トンネル内の覆工コンクリート接続構造及びトンネル内の覆工コンクリートの成形方法

【解決手段】トンネル内の第一コンクリート打設室の端部に隠蔽板6の一部をインサートした状態で第一コンクリート打設室に第一覆工コンクリート15を流し込み、第一覆工コンクリート15の内周に隠蔽板6の一部をインサート成形により一体的に取着するとともに、隠蔽板6の残部を第一覆工コンクリート15の内周から突出させる。次に、第一覆工コンクリート15に対しトンネルの長手方向で隣接する第二コンクリート打設室の端部に隠蔽板6の残部をインサートした状態で第二コンクリート打設室に第二覆工コンクリート16を流し込み、第二覆工コンクリート16の内周に隠蔽板6の残部をインサート成形により一体的に取着する。このようにして、互いに隣接する第一覆工コンクリート15と第二覆工コンクリート16との間の接合部17で相対向する両接合端面間17aの内周に生じる境界部18を隠蔽板6により覆う。
【効果】境界部18の破損を防止する。

【発明の詳細な説明】
【技術分野】
【0001】
本発明は、トンネルの内周で複数の覆工コンクリートをトンネルの長手方向に沿って成形して互いに並べる際に互いに隣接する両覆工コンクリートを接続する構造、並びに、それらの覆工コンクリートを成形する方法に関するものである。
【背景技術】
【0002】
従来一般に、互いに隣接する両覆工コンクリートにおいて両接合部の接合端面間の内周で境界部が露出していた。
【発明の開示】
【発明が解決しようとする課題】
【0003】
前記覆工コンクリートの露出面のうち、特に、境界部は経時変化により風化して破損するおそれがあった。

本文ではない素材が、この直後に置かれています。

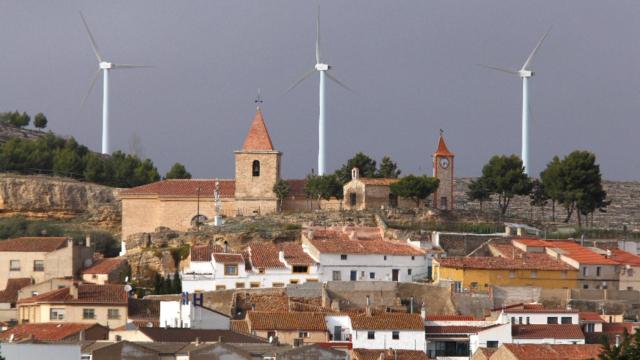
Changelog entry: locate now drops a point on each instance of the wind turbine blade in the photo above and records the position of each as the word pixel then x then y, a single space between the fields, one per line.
pixel 93 83
pixel 302 78
pixel 508 71
pixel 535 49
pixel 338 81
pixel 130 66
pixel 93 41
pixel 318 36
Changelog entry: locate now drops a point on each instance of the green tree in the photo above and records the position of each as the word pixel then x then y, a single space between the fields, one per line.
pixel 479 191
pixel 388 169
pixel 417 188
pixel 281 189
pixel 364 163
pixel 40 121
pixel 505 177
pixel 178 171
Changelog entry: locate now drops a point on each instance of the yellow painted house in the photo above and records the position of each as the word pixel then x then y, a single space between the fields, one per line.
pixel 512 267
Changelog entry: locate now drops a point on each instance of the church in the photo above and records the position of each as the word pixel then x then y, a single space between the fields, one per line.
pixel 180 204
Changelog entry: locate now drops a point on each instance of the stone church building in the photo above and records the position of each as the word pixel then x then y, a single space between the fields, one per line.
pixel 179 204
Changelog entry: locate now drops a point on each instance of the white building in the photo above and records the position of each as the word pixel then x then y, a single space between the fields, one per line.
pixel 261 265
pixel 190 313
pixel 363 254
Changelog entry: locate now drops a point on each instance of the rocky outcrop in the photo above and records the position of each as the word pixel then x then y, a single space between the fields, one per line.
pixel 58 198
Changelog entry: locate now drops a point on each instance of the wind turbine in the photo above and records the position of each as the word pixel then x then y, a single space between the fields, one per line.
pixel 104 66
pixel 323 69
pixel 525 73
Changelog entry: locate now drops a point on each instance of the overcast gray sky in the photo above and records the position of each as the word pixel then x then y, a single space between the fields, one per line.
pixel 412 64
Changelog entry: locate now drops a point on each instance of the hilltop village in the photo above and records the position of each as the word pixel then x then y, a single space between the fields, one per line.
pixel 233 269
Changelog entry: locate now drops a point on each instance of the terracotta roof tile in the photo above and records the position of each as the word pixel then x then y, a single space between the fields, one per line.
pixel 335 241
pixel 105 266
pixel 545 331
pixel 34 244
pixel 289 321
pixel 554 352
pixel 10 293
pixel 45 331
pixel 365 354
pixel 387 321
pixel 258 137
pixel 203 252
pixel 184 188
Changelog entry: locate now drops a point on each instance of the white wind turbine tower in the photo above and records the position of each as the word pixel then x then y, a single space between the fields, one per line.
pixel 525 73
pixel 323 69
pixel 104 66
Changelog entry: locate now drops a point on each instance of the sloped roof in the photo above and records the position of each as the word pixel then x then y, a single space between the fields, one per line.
pixel 34 244
pixel 546 331
pixel 387 321
pixel 258 137
pixel 554 352
pixel 287 321
pixel 44 331
pixel 184 188
pixel 105 266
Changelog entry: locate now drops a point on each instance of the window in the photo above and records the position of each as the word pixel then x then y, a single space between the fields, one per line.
pixel 88 313
pixel 113 314
pixel 231 269
pixel 38 265
pixel 56 314
pixel 300 269
pixel 255 168
pixel 14 265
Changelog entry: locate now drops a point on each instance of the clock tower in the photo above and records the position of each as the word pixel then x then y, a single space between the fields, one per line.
pixel 443 170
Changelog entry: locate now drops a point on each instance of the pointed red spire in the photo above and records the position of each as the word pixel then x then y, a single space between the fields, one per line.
pixel 442 148
pixel 258 137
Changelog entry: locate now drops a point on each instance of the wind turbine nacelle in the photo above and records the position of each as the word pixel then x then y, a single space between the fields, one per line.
pixel 525 73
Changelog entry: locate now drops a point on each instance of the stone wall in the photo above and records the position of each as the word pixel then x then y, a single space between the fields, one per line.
pixel 624 208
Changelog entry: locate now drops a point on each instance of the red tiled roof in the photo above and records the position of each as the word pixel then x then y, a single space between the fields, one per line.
pixel 44 331
pixel 590 316
pixel 554 352
pixel 228 258
pixel 365 354
pixel 258 137
pixel 334 241
pixel 387 321
pixel 33 244
pixel 442 149
pixel 184 188
pixel 526 263
pixel 203 252
pixel 105 266
pixel 546 331
pixel 288 321
pixel 10 293
pixel 87 294
pixel 450 318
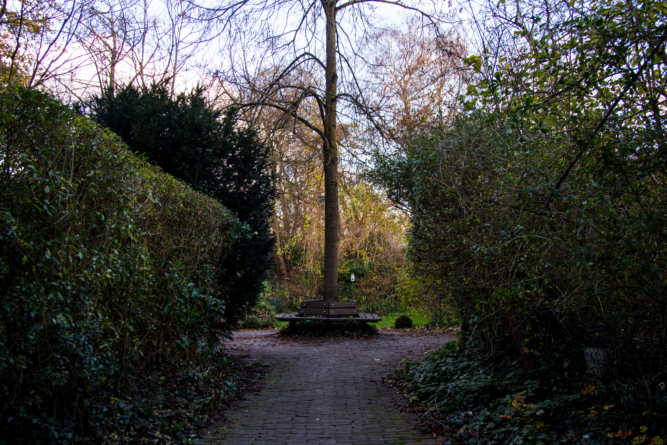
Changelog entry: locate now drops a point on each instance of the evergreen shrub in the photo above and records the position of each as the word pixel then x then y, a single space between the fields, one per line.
pixel 106 268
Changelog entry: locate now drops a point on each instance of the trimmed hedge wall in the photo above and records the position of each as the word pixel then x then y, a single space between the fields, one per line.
pixel 107 266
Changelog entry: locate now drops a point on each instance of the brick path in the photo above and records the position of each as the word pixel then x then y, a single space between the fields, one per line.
pixel 324 391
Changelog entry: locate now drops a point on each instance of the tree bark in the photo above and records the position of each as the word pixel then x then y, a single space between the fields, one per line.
pixel 330 150
pixel 280 263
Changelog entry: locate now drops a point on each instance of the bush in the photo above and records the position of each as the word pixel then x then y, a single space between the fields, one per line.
pixel 252 322
pixel 194 141
pixel 403 322
pixel 107 268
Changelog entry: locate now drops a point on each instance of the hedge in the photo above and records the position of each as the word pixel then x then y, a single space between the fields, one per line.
pixel 107 267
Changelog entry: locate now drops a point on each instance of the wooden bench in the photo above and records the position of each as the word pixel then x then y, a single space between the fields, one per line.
pixel 329 311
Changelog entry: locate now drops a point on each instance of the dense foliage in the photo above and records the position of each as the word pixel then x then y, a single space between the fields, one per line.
pixel 472 401
pixel 107 270
pixel 540 213
pixel 192 140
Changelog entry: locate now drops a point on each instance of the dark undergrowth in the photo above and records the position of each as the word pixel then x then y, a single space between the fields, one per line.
pixel 171 410
pixel 470 401
pixel 325 329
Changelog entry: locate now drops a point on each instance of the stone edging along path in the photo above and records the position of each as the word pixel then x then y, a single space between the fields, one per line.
pixel 323 391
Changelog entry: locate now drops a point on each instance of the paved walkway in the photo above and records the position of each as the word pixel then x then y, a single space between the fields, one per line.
pixel 324 391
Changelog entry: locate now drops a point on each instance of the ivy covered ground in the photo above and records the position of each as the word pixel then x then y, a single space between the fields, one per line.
pixel 472 401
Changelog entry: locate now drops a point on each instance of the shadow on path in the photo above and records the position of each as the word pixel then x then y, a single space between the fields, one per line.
pixel 322 391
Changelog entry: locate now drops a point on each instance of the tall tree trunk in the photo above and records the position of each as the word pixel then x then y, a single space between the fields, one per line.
pixel 330 157
pixel 280 263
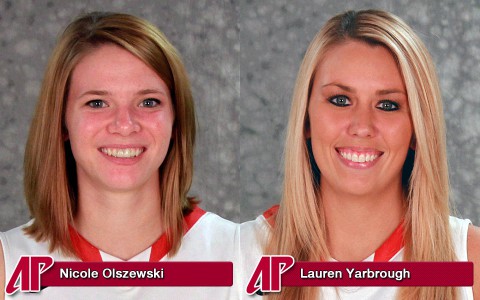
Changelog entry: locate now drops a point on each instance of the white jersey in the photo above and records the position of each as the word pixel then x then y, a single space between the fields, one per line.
pixel 209 238
pixel 254 234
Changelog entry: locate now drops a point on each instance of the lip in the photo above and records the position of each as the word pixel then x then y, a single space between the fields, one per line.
pixel 122 160
pixel 367 153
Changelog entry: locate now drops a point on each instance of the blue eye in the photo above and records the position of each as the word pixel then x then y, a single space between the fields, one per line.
pixel 339 100
pixel 150 102
pixel 97 103
pixel 388 105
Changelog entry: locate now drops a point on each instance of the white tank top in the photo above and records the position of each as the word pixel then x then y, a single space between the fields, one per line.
pixel 200 243
pixel 254 234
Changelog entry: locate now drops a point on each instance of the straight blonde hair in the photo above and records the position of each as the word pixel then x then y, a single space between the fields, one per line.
pixel 50 179
pixel 426 228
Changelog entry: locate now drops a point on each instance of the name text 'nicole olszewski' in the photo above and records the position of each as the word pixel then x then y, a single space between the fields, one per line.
pixel 109 273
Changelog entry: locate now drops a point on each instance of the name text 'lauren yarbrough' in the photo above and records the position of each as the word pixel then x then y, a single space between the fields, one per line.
pixel 352 273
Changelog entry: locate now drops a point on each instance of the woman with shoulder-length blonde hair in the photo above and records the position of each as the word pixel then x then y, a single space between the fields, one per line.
pixel 366 174
pixel 109 160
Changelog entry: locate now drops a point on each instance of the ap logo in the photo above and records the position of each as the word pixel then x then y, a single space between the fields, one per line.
pixel 267 275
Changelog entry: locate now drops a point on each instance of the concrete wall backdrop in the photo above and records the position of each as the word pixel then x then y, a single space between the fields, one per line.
pixel 242 57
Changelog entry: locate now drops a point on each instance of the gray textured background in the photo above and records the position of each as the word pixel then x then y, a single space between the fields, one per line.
pixel 242 57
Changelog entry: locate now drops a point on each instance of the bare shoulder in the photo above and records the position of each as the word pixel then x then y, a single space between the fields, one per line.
pixel 2 273
pixel 473 248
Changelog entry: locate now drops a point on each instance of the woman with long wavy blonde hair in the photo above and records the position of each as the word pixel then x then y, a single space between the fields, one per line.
pixel 366 174
pixel 109 161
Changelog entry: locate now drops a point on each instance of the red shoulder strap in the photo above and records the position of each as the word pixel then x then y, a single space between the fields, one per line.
pixel 89 253
pixel 384 253
pixel 391 246
pixel 161 247
pixel 271 214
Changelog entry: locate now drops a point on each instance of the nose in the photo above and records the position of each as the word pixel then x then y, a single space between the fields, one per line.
pixel 362 123
pixel 124 122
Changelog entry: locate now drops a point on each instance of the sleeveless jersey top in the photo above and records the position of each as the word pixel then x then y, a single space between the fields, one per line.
pixel 208 238
pixel 254 234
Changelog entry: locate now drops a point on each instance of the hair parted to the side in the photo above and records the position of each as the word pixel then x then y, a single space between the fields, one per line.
pixel 50 180
pixel 426 227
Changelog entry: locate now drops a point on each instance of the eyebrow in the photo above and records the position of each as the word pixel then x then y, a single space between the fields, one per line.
pixel 105 93
pixel 378 92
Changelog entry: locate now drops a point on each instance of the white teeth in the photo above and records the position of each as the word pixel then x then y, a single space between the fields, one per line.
pixel 359 157
pixel 123 153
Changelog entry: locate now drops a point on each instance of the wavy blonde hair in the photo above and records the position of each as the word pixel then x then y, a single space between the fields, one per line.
pixel 426 229
pixel 50 173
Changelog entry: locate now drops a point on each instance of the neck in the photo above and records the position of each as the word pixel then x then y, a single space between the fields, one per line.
pixel 358 224
pixel 122 224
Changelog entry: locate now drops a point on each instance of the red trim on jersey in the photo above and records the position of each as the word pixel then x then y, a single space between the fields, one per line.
pixel 161 247
pixel 85 251
pixel 384 253
pixel 391 246
pixel 271 214
pixel 89 253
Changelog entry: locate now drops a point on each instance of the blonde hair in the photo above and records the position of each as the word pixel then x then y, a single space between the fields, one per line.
pixel 50 173
pixel 426 228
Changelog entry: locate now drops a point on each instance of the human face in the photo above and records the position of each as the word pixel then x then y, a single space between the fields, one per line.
pixel 119 118
pixel 360 124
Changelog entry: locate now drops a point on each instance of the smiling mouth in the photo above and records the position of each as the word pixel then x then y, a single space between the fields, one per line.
pixel 123 153
pixel 359 156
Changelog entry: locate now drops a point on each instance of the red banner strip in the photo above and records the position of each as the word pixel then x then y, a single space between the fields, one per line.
pixel 138 274
pixel 379 274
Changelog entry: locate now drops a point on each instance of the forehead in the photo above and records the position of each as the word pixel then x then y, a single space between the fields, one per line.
pixel 359 63
pixel 109 66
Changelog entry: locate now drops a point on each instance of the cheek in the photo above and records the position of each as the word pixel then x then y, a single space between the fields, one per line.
pixel 324 126
pixel 399 132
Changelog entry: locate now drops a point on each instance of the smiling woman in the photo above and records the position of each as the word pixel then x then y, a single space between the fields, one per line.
pixel 365 163
pixel 109 161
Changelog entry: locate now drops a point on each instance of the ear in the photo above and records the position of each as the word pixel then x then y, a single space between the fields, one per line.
pixel 308 134
pixel 65 135
pixel 413 143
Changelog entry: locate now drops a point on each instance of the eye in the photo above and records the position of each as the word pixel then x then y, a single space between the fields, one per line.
pixel 388 105
pixel 97 103
pixel 150 102
pixel 339 100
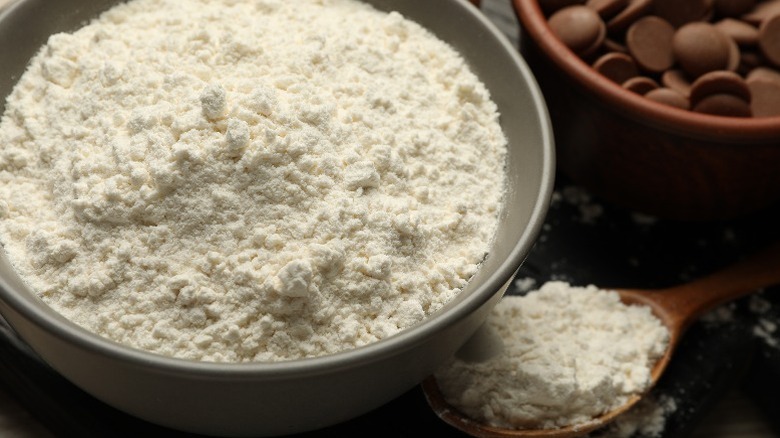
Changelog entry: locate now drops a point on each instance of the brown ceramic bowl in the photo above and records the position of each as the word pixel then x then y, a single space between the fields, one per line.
pixel 643 155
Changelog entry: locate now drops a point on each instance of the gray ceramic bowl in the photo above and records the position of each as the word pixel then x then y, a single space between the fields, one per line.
pixel 281 398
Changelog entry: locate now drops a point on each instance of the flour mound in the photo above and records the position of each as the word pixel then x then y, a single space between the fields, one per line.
pixel 248 181
pixel 569 354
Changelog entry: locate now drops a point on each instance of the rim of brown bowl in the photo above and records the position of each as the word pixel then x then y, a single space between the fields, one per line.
pixel 702 126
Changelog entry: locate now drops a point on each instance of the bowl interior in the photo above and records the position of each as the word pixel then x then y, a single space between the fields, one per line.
pixel 26 24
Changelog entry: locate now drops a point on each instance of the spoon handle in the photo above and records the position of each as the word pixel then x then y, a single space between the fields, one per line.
pixel 689 301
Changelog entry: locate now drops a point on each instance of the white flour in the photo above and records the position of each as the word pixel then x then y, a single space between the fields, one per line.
pixel 237 181
pixel 568 354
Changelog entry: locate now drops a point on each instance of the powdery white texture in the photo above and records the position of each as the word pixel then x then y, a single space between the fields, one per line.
pixel 228 180
pixel 569 354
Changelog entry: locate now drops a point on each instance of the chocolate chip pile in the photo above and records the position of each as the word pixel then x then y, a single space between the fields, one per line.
pixel 718 57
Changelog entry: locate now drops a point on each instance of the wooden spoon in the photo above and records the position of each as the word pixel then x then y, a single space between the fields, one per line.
pixel 677 307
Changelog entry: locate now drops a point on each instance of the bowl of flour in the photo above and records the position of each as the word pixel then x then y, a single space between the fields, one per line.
pixel 220 216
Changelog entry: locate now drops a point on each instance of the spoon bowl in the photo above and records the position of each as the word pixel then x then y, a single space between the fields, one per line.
pixel 677 307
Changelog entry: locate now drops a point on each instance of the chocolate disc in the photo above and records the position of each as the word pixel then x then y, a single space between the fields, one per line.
pixel 677 80
pixel 579 27
pixel 700 48
pixel 649 41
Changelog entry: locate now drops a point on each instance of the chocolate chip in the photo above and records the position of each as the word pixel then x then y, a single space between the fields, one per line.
pixel 769 39
pixel 616 66
pixel 724 105
pixel 649 41
pixel 579 28
pixel 728 68
pixel 668 96
pixel 700 47
pixel 677 80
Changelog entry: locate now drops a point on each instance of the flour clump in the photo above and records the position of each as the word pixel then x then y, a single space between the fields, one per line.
pixel 565 355
pixel 248 181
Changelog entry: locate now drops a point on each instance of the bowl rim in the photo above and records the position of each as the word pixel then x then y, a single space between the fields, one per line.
pixel 719 128
pixel 27 305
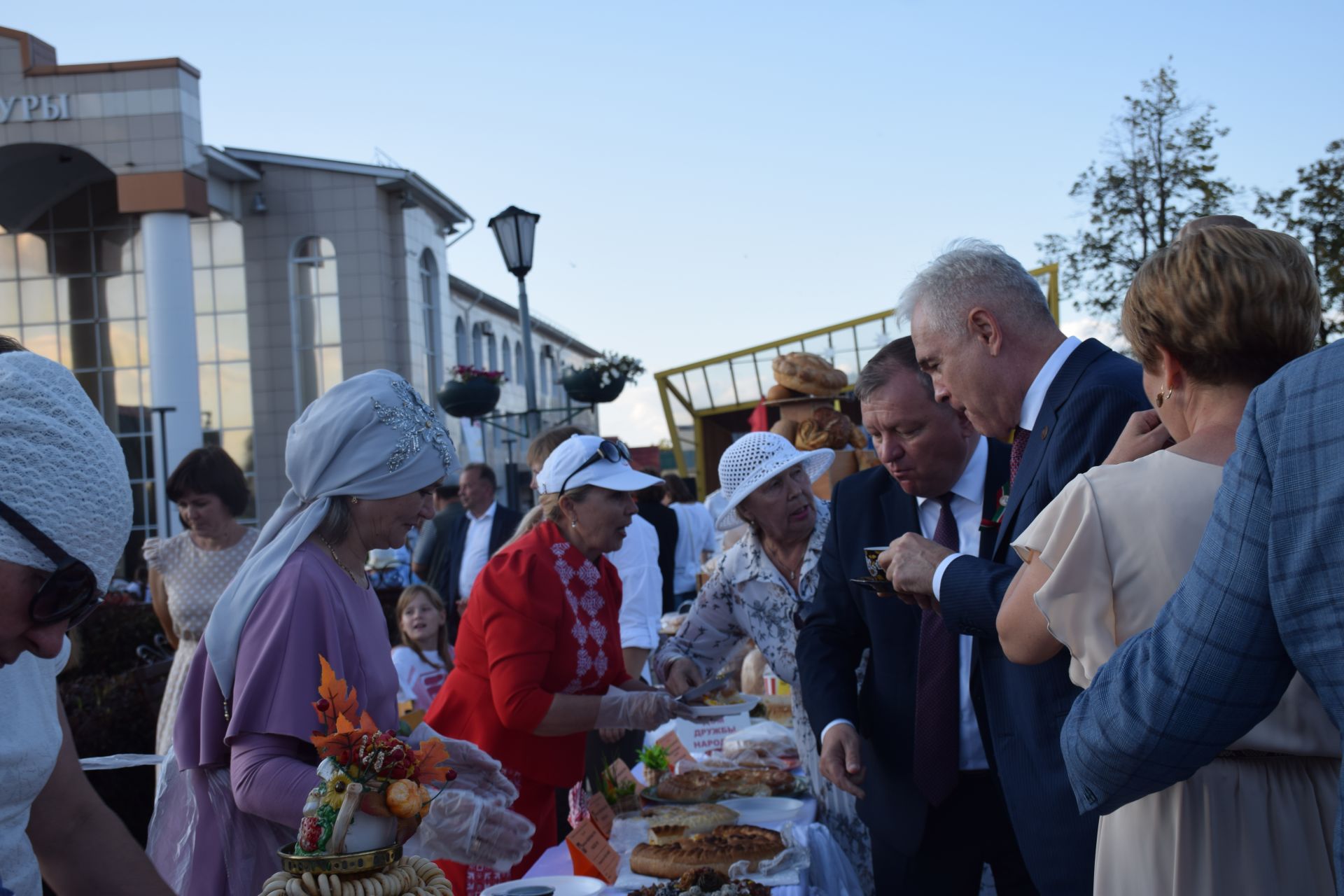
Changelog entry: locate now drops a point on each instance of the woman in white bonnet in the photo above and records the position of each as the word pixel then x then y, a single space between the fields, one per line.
pixel 55 453
pixel 363 463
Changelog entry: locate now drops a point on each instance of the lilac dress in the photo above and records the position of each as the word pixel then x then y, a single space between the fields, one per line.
pixel 201 841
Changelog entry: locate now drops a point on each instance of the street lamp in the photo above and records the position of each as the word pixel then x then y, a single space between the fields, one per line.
pixel 515 232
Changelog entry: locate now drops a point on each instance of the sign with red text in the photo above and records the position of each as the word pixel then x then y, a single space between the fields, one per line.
pixel 706 735
pixel 592 855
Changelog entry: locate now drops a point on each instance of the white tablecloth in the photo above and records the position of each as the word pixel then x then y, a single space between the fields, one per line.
pixel 556 859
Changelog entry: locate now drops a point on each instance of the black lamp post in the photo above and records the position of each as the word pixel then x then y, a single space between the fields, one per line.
pixel 515 232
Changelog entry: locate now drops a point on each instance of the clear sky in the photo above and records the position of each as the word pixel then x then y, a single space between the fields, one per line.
pixel 715 175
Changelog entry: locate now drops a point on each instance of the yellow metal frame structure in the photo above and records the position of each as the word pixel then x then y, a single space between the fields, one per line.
pixel 685 383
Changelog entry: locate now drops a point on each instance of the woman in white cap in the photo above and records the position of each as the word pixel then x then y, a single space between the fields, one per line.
pixel 363 463
pixel 55 453
pixel 758 592
pixel 538 662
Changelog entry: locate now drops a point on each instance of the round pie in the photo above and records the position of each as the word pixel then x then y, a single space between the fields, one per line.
pixel 718 849
pixel 808 374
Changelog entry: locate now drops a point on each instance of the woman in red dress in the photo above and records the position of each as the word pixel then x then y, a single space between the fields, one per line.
pixel 538 659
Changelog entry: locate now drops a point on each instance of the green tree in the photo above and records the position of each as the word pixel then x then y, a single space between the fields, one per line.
pixel 1313 213
pixel 1159 172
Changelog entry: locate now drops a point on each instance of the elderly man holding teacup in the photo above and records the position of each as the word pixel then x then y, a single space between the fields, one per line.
pixel 907 743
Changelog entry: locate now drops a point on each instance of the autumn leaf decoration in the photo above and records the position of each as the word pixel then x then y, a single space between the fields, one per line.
pixel 337 711
pixel 432 763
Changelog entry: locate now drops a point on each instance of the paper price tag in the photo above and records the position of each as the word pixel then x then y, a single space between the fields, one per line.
pixel 601 813
pixel 622 774
pixel 676 750
pixel 592 855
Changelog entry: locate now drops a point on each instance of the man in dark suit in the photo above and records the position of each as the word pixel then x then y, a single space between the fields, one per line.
pixel 475 538
pixel 984 333
pixel 907 745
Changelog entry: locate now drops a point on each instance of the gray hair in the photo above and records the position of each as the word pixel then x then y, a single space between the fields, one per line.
pixel 969 273
pixel 895 356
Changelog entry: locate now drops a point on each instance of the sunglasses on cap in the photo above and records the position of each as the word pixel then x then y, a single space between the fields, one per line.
pixel 606 450
pixel 70 592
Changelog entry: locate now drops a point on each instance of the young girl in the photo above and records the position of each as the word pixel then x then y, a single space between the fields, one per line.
pixel 424 657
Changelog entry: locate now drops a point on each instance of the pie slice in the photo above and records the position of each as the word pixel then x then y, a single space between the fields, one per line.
pixel 717 850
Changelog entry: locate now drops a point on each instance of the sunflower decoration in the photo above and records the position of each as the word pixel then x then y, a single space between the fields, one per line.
pixel 356 760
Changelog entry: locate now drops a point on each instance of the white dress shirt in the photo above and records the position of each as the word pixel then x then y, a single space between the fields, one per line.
pixel 476 550
pixel 968 496
pixel 641 584
pixel 1031 405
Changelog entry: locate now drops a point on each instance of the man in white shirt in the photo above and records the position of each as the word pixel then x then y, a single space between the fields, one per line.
pixel 909 745
pixel 475 538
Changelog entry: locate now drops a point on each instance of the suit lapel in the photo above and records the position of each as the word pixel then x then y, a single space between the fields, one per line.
pixel 996 477
pixel 1058 393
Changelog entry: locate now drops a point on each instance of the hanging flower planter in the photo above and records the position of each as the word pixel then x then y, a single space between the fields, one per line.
pixel 472 393
pixel 603 381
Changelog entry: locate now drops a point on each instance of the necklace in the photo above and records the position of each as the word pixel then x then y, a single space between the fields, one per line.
pixel 332 551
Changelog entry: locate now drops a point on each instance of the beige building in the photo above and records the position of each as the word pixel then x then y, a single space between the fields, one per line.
pixel 230 285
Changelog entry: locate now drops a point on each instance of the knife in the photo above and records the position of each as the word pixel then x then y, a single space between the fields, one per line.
pixel 699 691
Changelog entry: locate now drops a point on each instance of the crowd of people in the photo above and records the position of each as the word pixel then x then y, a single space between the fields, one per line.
pixel 1018 691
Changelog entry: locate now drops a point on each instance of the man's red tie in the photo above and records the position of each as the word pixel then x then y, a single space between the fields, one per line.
pixel 939 688
pixel 1019 448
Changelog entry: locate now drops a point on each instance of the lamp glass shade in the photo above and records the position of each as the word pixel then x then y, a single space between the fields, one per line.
pixel 515 232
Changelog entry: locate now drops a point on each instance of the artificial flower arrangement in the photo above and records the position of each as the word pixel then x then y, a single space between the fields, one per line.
pixel 465 374
pixel 356 760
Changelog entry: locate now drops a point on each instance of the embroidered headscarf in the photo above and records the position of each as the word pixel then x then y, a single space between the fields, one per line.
pixel 371 437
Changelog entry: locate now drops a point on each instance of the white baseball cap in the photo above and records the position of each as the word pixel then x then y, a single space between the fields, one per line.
pixel 588 460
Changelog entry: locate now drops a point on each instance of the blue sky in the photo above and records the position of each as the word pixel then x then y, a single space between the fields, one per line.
pixel 714 175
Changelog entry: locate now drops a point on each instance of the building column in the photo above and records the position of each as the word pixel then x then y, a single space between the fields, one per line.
pixel 174 374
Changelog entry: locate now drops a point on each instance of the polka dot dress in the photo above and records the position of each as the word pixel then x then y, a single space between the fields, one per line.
pixel 194 580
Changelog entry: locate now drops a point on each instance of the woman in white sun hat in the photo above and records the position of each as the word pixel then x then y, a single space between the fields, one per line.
pixel 538 660
pixel 758 592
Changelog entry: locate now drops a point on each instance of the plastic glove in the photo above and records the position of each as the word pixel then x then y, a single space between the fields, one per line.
pixel 472 832
pixel 643 710
pixel 477 773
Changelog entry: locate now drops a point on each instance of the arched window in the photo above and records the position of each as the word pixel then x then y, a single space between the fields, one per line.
pixel 429 315
pixel 477 346
pixel 315 317
pixel 460 332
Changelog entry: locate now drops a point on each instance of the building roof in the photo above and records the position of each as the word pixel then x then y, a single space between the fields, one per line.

この発明は、上記境界部の破損を防止することを目的としている。
【課題を解決するための手段】
【0004】
後記実施形態の図面(図1〜5)の符号を援用して本発明を説明する。
請求項1の発明にかかるトンネル1内の覆工コンクリート接続構造においては、トンネル1の内周で複数の覆工コンクリート15,16をトンネル1の長手方向Xに沿って成形して互いに並べ、互いに隣接する両覆工コンクリート15,16間には相対向する接合端面17aを有する接合部17を設け、この両接合部17の接合端面17a間の内周に生じる境界部18を覆う隠蔽板6を設けた。ちなみに、この隠蔽板6については、請求項6の発明のように覆工コンクリート15,16の成形時にインサート成形により一体的に取着したり、覆工コンクリート15,16の成形後に取着してもよい。請求項1の発明では、隠蔽板6により覆われた境界部18が経時変化により風化することを遅らすことができる。
【0005】
請求項1の発明を前提とする請求項2の発明において、前記隠蔽板6は前記両接合部17の境界部18に面する可撓部7を有し、この可撓部7は、前記両覆工コンクリート15,16が収縮してそれらの接合部17が互い離間する際にその収縮を許容するように変形する。請求項2の発明では、可撓部7の変形により、両覆工コンクリート15,16の収縮時に隠蔽板6の破損を防止することができる。
【0006】
請求項2の発明を前提とする請求項3の発明において、前記隠蔽板6の可撓部7は、前記両接合部17の境界部18に面してそれらの接合端面17a間に入り込み、その境界部18に面する屈曲板部10と、この境界部18から離間する外側へこの屈曲板部10の両端部から相対向して延びる側板部11とを備えている。ちなみに、可撓部7の両側板部11間には後記実施形態にかかる溝部12のような撓み許容空間を設けても設けなくてもよい。請求項3の発明では、可撓部7の形態を簡単にすることができる。
【0007】
請求項3の発明を前提とする請求項4の発明において、前記隠蔽板6は、前記両接合部17)の内周で前記可撓部7の両側板部11からトンネル1の長手方向Xに沿って延びる支持板部8,9を有している。請求項4の発明では、両支持板部8,9により、隠蔽板6を両覆工コンクリート15,16に対し堅固に取着することができる。
【0008】
請求項1から請求項4のうちいずれかの請求項の発明を前提とする請求項5の発明において、前記隠蔽板6は、覆工コンクリート15,16の成形時にその覆工コンクリート15,16内に入り込む突部14を有している。例えば、この突部14を請求項4の発明にかかる支持板部8,9に設ける。請求項5の発明では、突部14により、隠蔽板6を両覆工コンクリート15,16に対し堅固に取着することができる。
【0009】
請求項6の発明においてトンネル1内の覆工コンクリート15,16は下記の方法により成形される。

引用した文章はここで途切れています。